Hallo liebe Community,

 

ich bin hier, weil ich mit meinem Latein am Ende bin.

Ich habe ein altes ThinkPad W530 von Lenovo, welches vom Jahr 2013 ist und ich gerne nutzen möchte, um aktuellere Spiele zu spielen.

Nach kurzer Suche bin ich auf das EXP GDC Beast 8.5c gestoßen, über welches es möglich sein soll, eGPUs an den Laptop über den Expresscardslot anschließen zu können.

 

Erstmal genaueres zum ThinkPad:

Prozessor Intel(R) Core(TM) i5-3320M CPU @ 2.60Ghz

16,0 GB installierter Arbeitsspeicher

Windows 10 64-Bit-Betriebssystem

 

Eingebaute Intel(R) HD Graphics 4000

und NVIDIA Quadro K2000M

 

Nun zum Problem:

Wie oben geschrieben, habe ich mir das EXP GDC Beast 8.5c bestellt und wenige Tage danach war es auch da.

Ich habe mir dazu eine NVIDIA GTX 1060 6GB und ein "be quiet" Pure Power 10 CM ATX 400W PC Netzteil BN276" bestellt (angegebene Leistung bei der CPU wird 400W angegeben).

Hardware ist da, also ging es los. Erstmal, wie im Internet und bei der Anleitung gefunden, im BIOS die NVIDIA Quadro K2000M deaktiviert. Dann die Spannungsversorgung (das Netzteil) an das Beast (EXP GDC Beast 8.5c) und an die CPU angeschlossen.
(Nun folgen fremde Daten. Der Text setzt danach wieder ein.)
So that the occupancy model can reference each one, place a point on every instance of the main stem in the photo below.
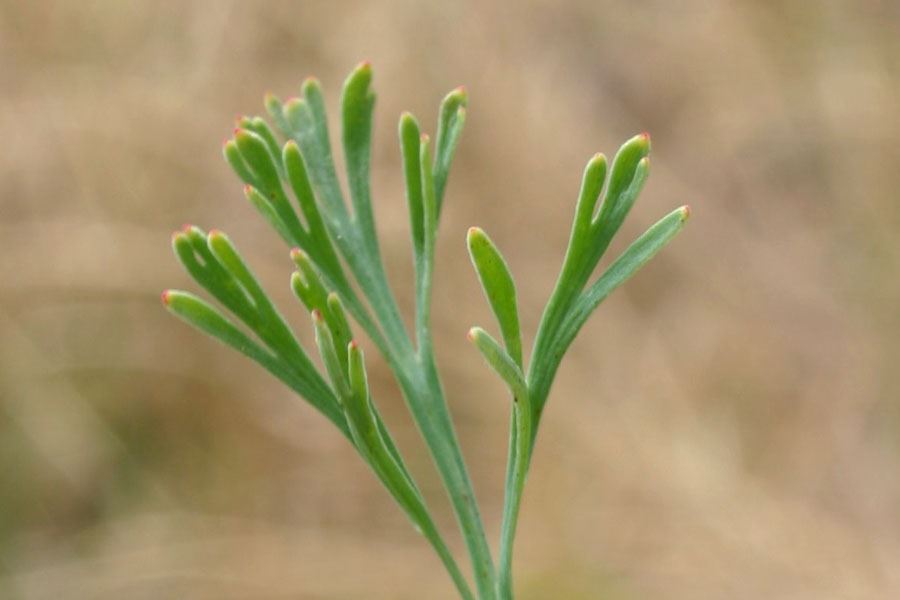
(417, 374)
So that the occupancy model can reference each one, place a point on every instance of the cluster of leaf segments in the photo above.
(295, 187)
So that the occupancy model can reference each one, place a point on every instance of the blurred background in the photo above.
(726, 426)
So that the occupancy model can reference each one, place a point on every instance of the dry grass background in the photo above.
(727, 426)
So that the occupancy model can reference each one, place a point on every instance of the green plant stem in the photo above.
(425, 398)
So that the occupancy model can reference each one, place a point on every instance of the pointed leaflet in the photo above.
(409, 148)
(499, 288)
(501, 362)
(325, 342)
(450, 125)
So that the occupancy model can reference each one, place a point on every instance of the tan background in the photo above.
(727, 426)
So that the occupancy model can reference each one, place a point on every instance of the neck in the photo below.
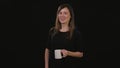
(64, 27)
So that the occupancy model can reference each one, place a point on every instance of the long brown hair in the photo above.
(57, 26)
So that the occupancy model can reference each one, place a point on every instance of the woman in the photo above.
(66, 37)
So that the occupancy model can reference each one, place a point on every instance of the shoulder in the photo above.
(76, 31)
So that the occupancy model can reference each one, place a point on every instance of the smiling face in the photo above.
(64, 16)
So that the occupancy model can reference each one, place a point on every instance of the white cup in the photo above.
(58, 54)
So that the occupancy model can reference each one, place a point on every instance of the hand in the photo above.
(64, 52)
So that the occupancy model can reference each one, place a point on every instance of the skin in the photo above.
(64, 18)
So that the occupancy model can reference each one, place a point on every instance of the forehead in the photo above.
(64, 9)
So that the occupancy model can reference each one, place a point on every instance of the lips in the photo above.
(62, 18)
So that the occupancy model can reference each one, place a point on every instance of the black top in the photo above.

Daraufhin habe ich über den Expresscardslot das ganze mit meinem Lenovo ThinkPad W530 verbunden (Rechner war zu dem Zeitpunkt ausgeschaltet).

Gestartet, erstmal Treiber installiert. Fehler 43. Das war nicht so dramatisch, nach einem Neustart war das näml. i. O.

Nun wird mit beim Geräte-Manager die Intel(R) HD Graphics 4000 und die NVIDIA GeForce GTX 1060 6GB angezeigt. Beides mit "Das Gerät funktioniert einwandfrei."

Leider nutzt er meine GTX 1060 6GB aber nicht. Wenn ich Spiele starte, springt die GraKa nicht an.

Dachte zunächst, das liegt vllt. daran, dass ich keinen externen Monitor habe. Also habe ich ein VDI zu HDMI Kabel bestellt, um den HDMI Slot der GTX 1060 mit meinem alten Monitor zu verbinden. Das Kabel ist heute angekommen, Hardware wieder aufgebaut, alles angeschlossen, gestartet ... nichts.

Ich habe im Internet mal geschaut, es ist wohl schon erfolgreich gelungen, den W530 von Lenovo mit einer GTX 1060 über ein Beast zu verbinden, bei mir funktioniert es allerdings nicht. Wie auch schon gefunden, habe ich einen älteren Treiber (376.33 von NVIDIA) runtergeladen, den alten über DDU deinstalliert, neugestartet und den alten installiert. Keine Änderung. "Gerät funktioniert einwandrei." und das war´s.

 

Ich wäre über alle Ratschläge sehr sehr dankbar. Vielleicht kriegt man es ja zusammen zum Laufen.

 

Gruß

Nils


----------



## Aun (15. März 2018)

ich denke mal das problem liegt bei "schon gelungen". 5 jahre alte technik mit neuem zu verbinden ist mMn keine gute idee (gerade was die 1060 angeht).


----------